The Obamacare mandate has been delayed. So now what?
BY Adam Bluestein
A one-year reprieve may come as a relief, but it doesn't mean you can stop preparing for the new health-care law.
On July 3 the IRS announced a one-year delay of the employer mandate provision of the Affordable Care Act. But that doesn’t mean you get to sit back and wait until next fall to figure out how you’re going to deal with the new health care law.
The mandate only applies to businesses with 50 or more full-time employees. But regardless of the size of your workforce, if your company makes $500,000 or more in annual revenue, you are still required, by October 1 this year, to distribute written notice to all employees informing them of the existence of new state health-insurance exchanges. The notice must include the following: the services offered by the exchanges; the employee’s potential eligibility to receive subsidized coverage on the exchange if employer-provided coverage is inadequate; and the fact that employees may lose any employer health-premium contributions if they opt to buy an individual policy instead. For more information on notice requirements -- plus model notices -- go the Department of Labor’s website.

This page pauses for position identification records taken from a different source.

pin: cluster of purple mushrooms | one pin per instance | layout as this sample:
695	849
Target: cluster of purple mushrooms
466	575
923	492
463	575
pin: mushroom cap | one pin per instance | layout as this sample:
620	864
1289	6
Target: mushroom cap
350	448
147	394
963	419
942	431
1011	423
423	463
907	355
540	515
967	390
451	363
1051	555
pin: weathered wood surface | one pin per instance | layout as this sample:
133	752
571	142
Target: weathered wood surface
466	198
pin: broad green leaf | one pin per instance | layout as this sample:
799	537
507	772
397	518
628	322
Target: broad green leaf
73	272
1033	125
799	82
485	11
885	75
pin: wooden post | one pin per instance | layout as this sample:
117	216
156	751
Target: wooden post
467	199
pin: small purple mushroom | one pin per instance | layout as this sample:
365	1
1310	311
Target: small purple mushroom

If you have employees who you expect to seek individual coverage through the exchanges, they will still be able to get it -- and qualify for subsidies. Although employers won’t have to report the details of their health-insurance contributions until 2015, workers who go the exchanges to get coverage will have to fill out an application that includes questions about any benefits offered by their employer. Employers are asked to assist workers in completing these forms, but are not explicitly required to -- the federal exchanges will make random, spot checks to verify subsidy eligibility.
Notwithstanding assurances from the federal government, though, Mark Bailey, Sr., president of the Bailey Group, a benefits adviser to businesses in the St. Augustine, Florida, area, says, “We continue to be concerned that many of the state exchanges, including Florida’s, will not be operational as of October 1.” Bailey is advising clients with 50-plus employees who have already made benefit and contribution changes to be effective this January to stay the course -- and to use the delay in employer-mandate penalties to make sure that their plans meet affordability and minimum value requirements. Additionally, Bailey is urging clients with variable-hour workers to make sure they put in place effective tracking tools so that they don’t get dinged for improper counting of full-time-equivalent employees come 2015. “The delay also allows us additional time to view the future impact of different measurement periods [for determining eligibility],” he says.
Premium increases for fully insured group plans are increasing as much as 20 percent for some of Bailey’s clients. For employers seeing similar bumps, especially those with more than 100 employees, it might make sense to use this bonus year to shop aggressively among different carriers, and to size up alternatives, including partially self-funded plans.
Something else to consider: A wellness plan. Starting in 2014, employers will be able to vary premiums by up to 30 percent based on employee participation in qualifying wellness programs, and up to 50 percent based on tobacco use. In theory, this allows businesses to encourage better health habits, which will drive down overall healthcare costs over the long term. Certain businesses implementing new wellness programs could also qualify for a piece of the $200 million in grant money being offered by the Department of Health and Human Services to help create them, although -- surprise -- the agency has not yet finalized the application process.
Paul Ashley, an advisor at First Person, a benefits firm in Indiana, says, “The latitude given to employers for wellness incentives is a helpful tool that our clients welcome and will continue to leverage as long as fits into their overall strategy.”